The consensus secondary structure for an Rfam family can be retrieved, together with its consensus sequence, with the “rfamConsensusSecondaryStructure” function. RNA Secondary structure notation can be output in the WUSS or extended Dot-Bracket notations. In the example below, the consensus secondary structure of the Rfam family with accession RF00174 is retrieved in both notations, and saved to a file with the extended Dot-Bracket notation.
rfamConsensusSecondaryStructure("RF00174", format = "WUSS")
## [1] "uuaaauugaaacgaugauGGUu..ccccuuu......................aaagu....gaaggguu......AAaa..GGGAA.c.cc.G.G.UGa...............................aAaUCCgg.gGCuGcCC.CC.gCaACuGUAA..gc.Gg..........agagcaccccccAauAa............................GCCACUggcccgcaa..........................................................ggg.ccGGGAAGGC...ggg..g.gg..aaggaaugac..................................................................cCgc.gAGcCaGGAGACCuGCCaucaguuuuugaaucucc"

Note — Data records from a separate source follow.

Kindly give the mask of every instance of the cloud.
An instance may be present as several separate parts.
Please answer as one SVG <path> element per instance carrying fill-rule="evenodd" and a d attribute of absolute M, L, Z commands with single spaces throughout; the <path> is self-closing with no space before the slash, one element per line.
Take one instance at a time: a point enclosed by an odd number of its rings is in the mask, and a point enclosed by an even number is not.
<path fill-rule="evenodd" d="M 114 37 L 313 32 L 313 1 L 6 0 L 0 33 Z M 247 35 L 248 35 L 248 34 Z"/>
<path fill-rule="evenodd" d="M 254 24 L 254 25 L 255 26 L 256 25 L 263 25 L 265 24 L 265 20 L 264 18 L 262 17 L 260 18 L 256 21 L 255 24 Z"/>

## [2] ":::::::::::::::[[[[[[,..<<<____......................_____....___>>>,,......,,,(..((,,,.<.<<.<.<.___...............................____>>>>.>,,<<<__.__.>>>,<<<---..<<.<<..........------<<<<<<-----............................<<<-<<<<<<_____.........................................................._>>.>>>>--->>>...>>>..>.>>..----------..................................................................>>>>.---->>>,,,,)))]]]]]]:::::::::::::::"
rfamConsensusSecondaryStructure("RF00174", format = "DB")
## [1] "uuaaauugaaacgaugauGGUu..ccccuuu......................aaagu....gaaggguu......AAaa..GGGAA.c.cc.G.G.UGa...............................aAaUCCgg.gGCuGcCC.CC.gCaACuGUAA..gc.Gg..........agagcaccccccAauAa............................GCCACUggcccgcaa..........................................................ggg.ccGGGAAGGC...ggg..g.gg..aaggaaugac..................................................................cCgc.gAGcCaGGAGACCuGCCaucaguuuuugaaucucc"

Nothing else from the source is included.